In the competition, Longo and his fellow eleven finalists underwent a three-part challenge, a style introduced this year to give judges a full picture of each bartender’s skills and vision. In addition to creating a completely original final-round cocktail, competitors took part in a pantry challenge inspired by Bombay Sapphire’s use of sustainably sourced botanicals. Each finalist was assigned a botanical, around which they had to build an original cocktail in a live setting, using ingredients undisclosed ahead of time.
The contestants also took part in a “Shark Tank”-like pitch competition, detailing before a panel of judges how they would share their creative passion with others if they won the competition’s grand prize of $25,000, funded jointly by Tales of the Cocktail Foundation (TOTCF). Each was given a $5,000 stipend to create a final presentation showing how they would combine their imaginative pursuits with an entrepreneurial spirit and dedication to their larger community. TOTCF helped the finalists craft their pitches, part of the organization’s effort to support bartenders in doing more than making great drinks.
“We want to help them explore outside their craft, go beyond and do good things for their community,” says Caroline Rosen, president of TOTCF. “It’s been really cool to see them apply their creative outlets to something bigger. I truly think it’s going to have a lasting impact on our industry.”

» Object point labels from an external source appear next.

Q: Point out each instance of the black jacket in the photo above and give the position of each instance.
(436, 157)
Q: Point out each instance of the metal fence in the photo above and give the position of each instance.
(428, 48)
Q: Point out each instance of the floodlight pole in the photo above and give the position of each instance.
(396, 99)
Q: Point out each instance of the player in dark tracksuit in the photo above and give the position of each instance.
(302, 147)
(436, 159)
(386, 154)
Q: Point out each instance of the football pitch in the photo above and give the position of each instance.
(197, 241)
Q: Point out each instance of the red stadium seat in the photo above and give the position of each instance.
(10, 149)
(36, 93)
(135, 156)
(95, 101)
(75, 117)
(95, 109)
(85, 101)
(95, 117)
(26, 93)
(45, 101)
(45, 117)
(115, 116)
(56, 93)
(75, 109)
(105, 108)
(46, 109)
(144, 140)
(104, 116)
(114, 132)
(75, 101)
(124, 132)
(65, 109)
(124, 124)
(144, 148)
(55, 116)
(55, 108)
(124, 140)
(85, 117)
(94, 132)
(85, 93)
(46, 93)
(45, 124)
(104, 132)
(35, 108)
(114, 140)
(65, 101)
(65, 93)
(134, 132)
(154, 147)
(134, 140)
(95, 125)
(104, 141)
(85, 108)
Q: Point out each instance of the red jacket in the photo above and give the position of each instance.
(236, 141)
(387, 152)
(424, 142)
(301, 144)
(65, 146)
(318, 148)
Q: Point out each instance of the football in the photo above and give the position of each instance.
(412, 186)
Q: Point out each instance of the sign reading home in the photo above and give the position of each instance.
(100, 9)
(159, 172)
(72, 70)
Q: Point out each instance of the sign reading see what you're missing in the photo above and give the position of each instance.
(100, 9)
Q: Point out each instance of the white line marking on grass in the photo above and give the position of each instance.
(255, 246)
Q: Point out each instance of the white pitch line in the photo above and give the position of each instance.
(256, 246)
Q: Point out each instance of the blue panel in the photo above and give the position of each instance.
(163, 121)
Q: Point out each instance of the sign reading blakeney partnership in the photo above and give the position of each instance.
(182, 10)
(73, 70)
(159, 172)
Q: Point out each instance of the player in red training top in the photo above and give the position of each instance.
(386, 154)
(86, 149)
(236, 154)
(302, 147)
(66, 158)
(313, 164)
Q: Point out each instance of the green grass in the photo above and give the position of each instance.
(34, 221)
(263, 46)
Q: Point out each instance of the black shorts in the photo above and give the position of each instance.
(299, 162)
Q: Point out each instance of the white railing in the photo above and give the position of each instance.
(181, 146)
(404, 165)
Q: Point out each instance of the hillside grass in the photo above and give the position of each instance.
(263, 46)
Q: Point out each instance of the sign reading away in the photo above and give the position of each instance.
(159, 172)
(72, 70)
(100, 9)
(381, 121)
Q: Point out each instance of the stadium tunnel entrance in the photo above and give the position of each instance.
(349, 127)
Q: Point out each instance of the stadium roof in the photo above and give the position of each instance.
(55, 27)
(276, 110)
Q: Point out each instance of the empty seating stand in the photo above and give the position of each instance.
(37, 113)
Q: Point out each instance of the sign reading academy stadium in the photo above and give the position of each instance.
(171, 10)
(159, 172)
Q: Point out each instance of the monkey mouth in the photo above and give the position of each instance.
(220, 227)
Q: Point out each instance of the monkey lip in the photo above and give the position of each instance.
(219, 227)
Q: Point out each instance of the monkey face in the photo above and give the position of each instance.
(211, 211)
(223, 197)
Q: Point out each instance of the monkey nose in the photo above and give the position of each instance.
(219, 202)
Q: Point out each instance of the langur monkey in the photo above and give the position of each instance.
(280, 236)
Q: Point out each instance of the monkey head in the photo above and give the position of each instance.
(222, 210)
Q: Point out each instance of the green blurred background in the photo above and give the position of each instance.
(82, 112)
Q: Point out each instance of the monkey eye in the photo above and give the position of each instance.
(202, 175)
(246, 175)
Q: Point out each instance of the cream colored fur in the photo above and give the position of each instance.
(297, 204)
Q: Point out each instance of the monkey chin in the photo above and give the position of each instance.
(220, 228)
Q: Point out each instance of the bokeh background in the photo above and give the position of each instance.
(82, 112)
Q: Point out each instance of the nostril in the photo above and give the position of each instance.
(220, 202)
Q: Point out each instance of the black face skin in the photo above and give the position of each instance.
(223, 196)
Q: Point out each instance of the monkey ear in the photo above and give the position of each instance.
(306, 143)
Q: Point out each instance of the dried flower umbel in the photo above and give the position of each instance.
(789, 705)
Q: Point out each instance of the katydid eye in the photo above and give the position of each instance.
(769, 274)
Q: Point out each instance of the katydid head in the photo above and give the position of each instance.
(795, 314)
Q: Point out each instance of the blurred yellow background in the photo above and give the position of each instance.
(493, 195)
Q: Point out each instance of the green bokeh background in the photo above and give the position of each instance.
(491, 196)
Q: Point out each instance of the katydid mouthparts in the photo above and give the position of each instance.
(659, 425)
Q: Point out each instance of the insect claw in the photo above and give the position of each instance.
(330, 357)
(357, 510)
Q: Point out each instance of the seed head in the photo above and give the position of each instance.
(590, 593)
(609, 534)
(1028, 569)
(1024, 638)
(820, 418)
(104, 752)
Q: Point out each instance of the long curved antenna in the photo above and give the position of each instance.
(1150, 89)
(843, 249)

Photos: Vincent DeSantiago
With his grant, Longo plans to create a communal workspace in Miami called Shoshin—Japanese for “beginner’s mind”—to give bartenders a space to hone their craft. Like Atlanta’s Gathering Spot for the bar trade, it will not only provide a space where bartenders can experiment, but also offer educational resources like master classes about mixology and the service business. “It’s an important thing for the Miami industry to have a place to be inspired,” says Longo.
It’s the kind of inspiration Longo himself benefited from while growing up in a creatively inclined family. His father was a professional photographer who taught him the techniques and principles of capturing beautiful images from an early age. His sister, a chef, and their grandmother, who had run her own restaurant, exposed to him a love of the hospitality business. After working behind the stick at a hotel in Rome, he sharpened his abilities at one of the top cocktail destinations in London before landing in Miami, bringing his talents to bear at bars that borrowed from European cuisine and customs.
Photo: Richard Shilkus
Competing in the Most Imaginative Bartender competition has allowed him to weave together those strands of his life story, his creative outlet, and his profession, stretching his capacity for imagination to new heights.
“I discovered so much more about myself and my creative passion during these nine months,” says Longo. In addition to the prize, he takes with him a new group of friends, his fellow finalists, whose ingenuity continually amazed him as they bonded through the MIB process. “We grew together, we learned, we discovered. Watching eleven of the best competitors and best bartenders in the U.S., each of them creating something unique, has been fantastic. We are artists, right?”